Dari contoh perbedaan pandangan itu, dapat diartikan bahwa setiap kelompok mempunyai paradigma berbeda dalam mengidealisasikan realitas kehidupan masyarakat. Perbedaan ini dihasilkan oleh kelompok-kelompok yang terus berseberangan, yakni antara tokoh protagonis dan antagonis.
Memang bahwasannya subjektivitas dalam suatu sistem dihasilkan dari perbedaan subjeknya (manusia) dalam melihat dunia. Sebuah sistem masyarakat yang mutlak-final—di mana tidak akan terjadi lagi pembaruan sistem karena sistem tersebut sudah dipercaya sebagai yang paling canggih—tidak akan tercipta karena manusia yang berbeda paradigma akan melihat suatu sistem dengan kacamata yang berbeda pula.
Baca juga:
Kelompok kapitalis akan melihat gagasan komunis sebagai pemikiran yang merampas kemerdekaan manusia sebagai individu dan harus berkorban menjadi seorang yang altruistik. Sementara para komunis akan melihat kapitalisme sebagai bentuk manifestasi pemenuhan hasrat individual yang egoistik. Ada kelompok yang ingin menciptakan masyarakat komunal, ada pula kelompok yang ingin menciptakan masyarakat individualis. Ada seorang yang memegang nilai-nilai kemajuan, ada pula yang memegang nilai-nilai lama. Perbedaan-perbedaan ini akan membuat proses perubahan masyarakat berlangsung secara kontinu.
Pergantian posisi atau status otoritas-oposisi ini menjadi siklus berkelanjutan yang dinamis.
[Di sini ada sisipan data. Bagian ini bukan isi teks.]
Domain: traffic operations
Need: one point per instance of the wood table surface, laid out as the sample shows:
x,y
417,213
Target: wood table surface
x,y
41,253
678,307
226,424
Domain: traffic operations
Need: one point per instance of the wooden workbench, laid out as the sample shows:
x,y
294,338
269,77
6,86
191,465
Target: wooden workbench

Artinya, siklus ini dapat menghasilkan progresi sekaligus regresi. progresi berarti masyarakat mengalami sebuah kemakmuran, kesejahteraan, maupun keadilan dibanding dari keadaan sebelumnya. Regresi berarti semua hal itu berbalik menjadi lebih buruk dari sebelumnya. Dengan kata lain, perubahan yang terjadi tidak selalu naik, tetapi dapat turun pula.
Konflik antara otoritas dan oposisi ini pada akhirnya menjadi sebuah hubungan dialektis untuk mengembangkan sistem dalam masyarakat yang lebih mutakhir. Otoritas dan oposisi akan terus saling bergilir statusnya. Kekuasaan akan silih berganti, suatu sistem akan terus direvisi.
Tidak Bisa Diwajarkan
Akan tetapi, perlu dipahami bahwa proses dialektika antara otoritas dan oposisi ini, beserta konflik yang menyertainya, bisa dibilang merupakan gejala alamiah sosial. Artinya, kita tidak bisa membiarkan, mewajarkan, dan memasrahkan diri terhadap segala konflik yang terjadi antara otoritas dan oposisi demi kepentingan sebuah visi ‘pembaruan masyarakat’.
Seperti halnya emosi negatif manusia yang merupakan sebuah kondisi alamiah pada manusia, bukan berarti kita harus pasrah dan terombang-ambing dalam menghadapi emosi negatif dengan dalih bahwa emosi negatif merupakan ‘keadaan alami manusia’. Jika kita berlarut-larut dalam emosi negatif, pikiran kita menjadi tidak jernih. Pembunuhan, pencurian, dan bunuh diri adalah contoh dari dampak emosi negatif jika kita sudah kalah darinya.
Hal itu berlaku juga pada konflik yang merupakan gejala alamiah sosial di masyarakat. Konflik tetap saja sebuah konflik. Konflik bisa menjadi destruktif terhadap eksistensi masyarakat, seperti emosi negatif yang bisa menjadi destruktif bagi individunya. Sudah menjadi tugas individu untuk keluar dari perasaan negatifnya, seperti tugas kita untuk tetap was-was terhadap konflik-konflik yang bermunculan di sekitar kita.